I began, back in August, with a long piece about my personal experience of getting to know Ronnie Frye, an inmate on North Carolina’s death row who was executed ten years ago. I want to close out the academic year with another column that considers the human face and the human cost of our death penalty system.
I write at a pivotal moment: Connecticut has repealed its death penalty statute, becoming the seventeenth state to do so and, in November, California will consider a ballot initiative to do the same. With five states abolishing the death penalty in five years and several more states seemingly poised to do the same, the dominoes have clearly started to fall. Opponents of the death penalty have found ways to persuade legislators — if not the general public — that the system is expensive, biased, and horribly flawed.
But this is as good a time as any to begin a difficult conversation.
In particular, I want to suggest that we need to think critically about the trade-off we’re making when we do away with the death penalty and condemn people to life imprisonment without the possibility of parole.

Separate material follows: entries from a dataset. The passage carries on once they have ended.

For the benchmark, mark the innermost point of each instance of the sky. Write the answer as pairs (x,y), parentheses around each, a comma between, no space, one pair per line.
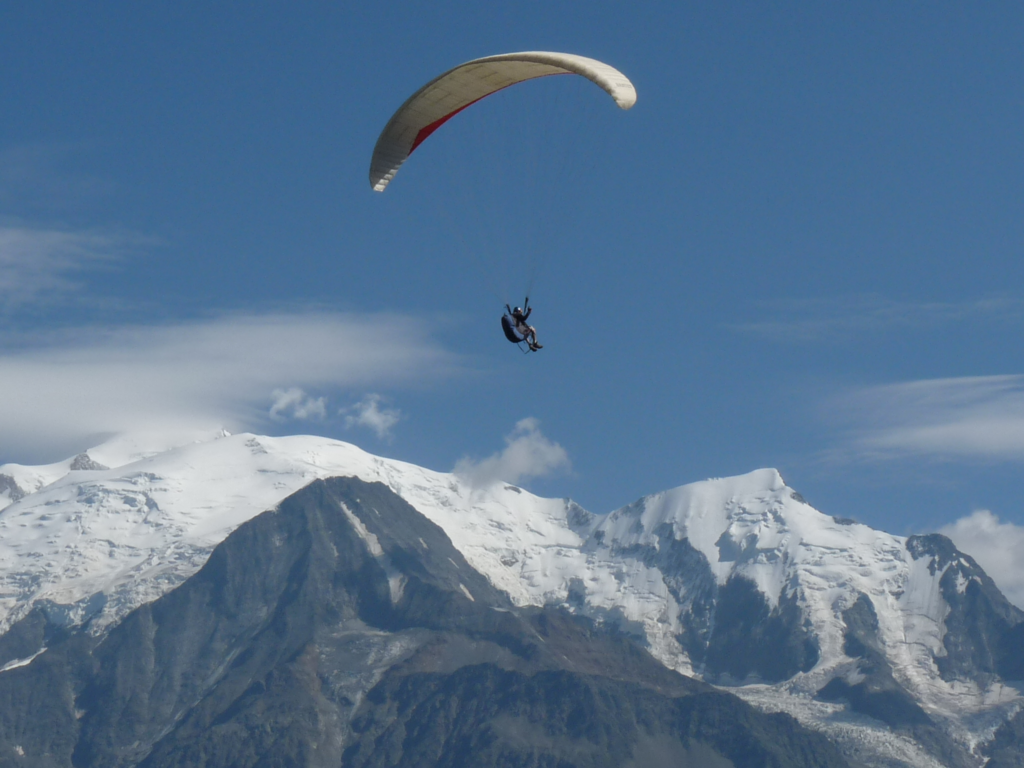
(801,249)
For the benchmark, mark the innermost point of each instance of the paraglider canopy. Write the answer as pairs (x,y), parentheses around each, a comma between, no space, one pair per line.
(450,93)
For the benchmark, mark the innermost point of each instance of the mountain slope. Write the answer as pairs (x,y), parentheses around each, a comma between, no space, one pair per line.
(899,648)
(344,629)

We should make no mistake that this too is a death sentence and it’s one actually considered to be worse by some of the people who currently sit on death row.
This isn’t to diminish the difficult and important work done by death penalty abolitionists or to discourage anyone in the work that remains to be done. It is only to note that, in our desire to end the death penalty and save lives, we have allowed our opponents to continue to shape the conversation about crime, justice, and human rights. I’m not convinced we need to yield this ground.
In writing about the ballot initiative in California, death row inmate Kevin Cooper argues:
We who are on death row will also lose our legal habeas and habeas appeal process that we have and are currently entitled to under the law. So we are in fact taking a step backwards in our ability to challenge our convictions. We are also having to take our fight for our collective human rights to another level. What I mean by this is, Level IV prisons within the State of California are some of the worst prisons in the world! They are worse than death row in the violence that takes place, in the lack of programs, including educational programs, they stay on lockdown, and many families cannot get to these isolated prisons to visit their loved ones.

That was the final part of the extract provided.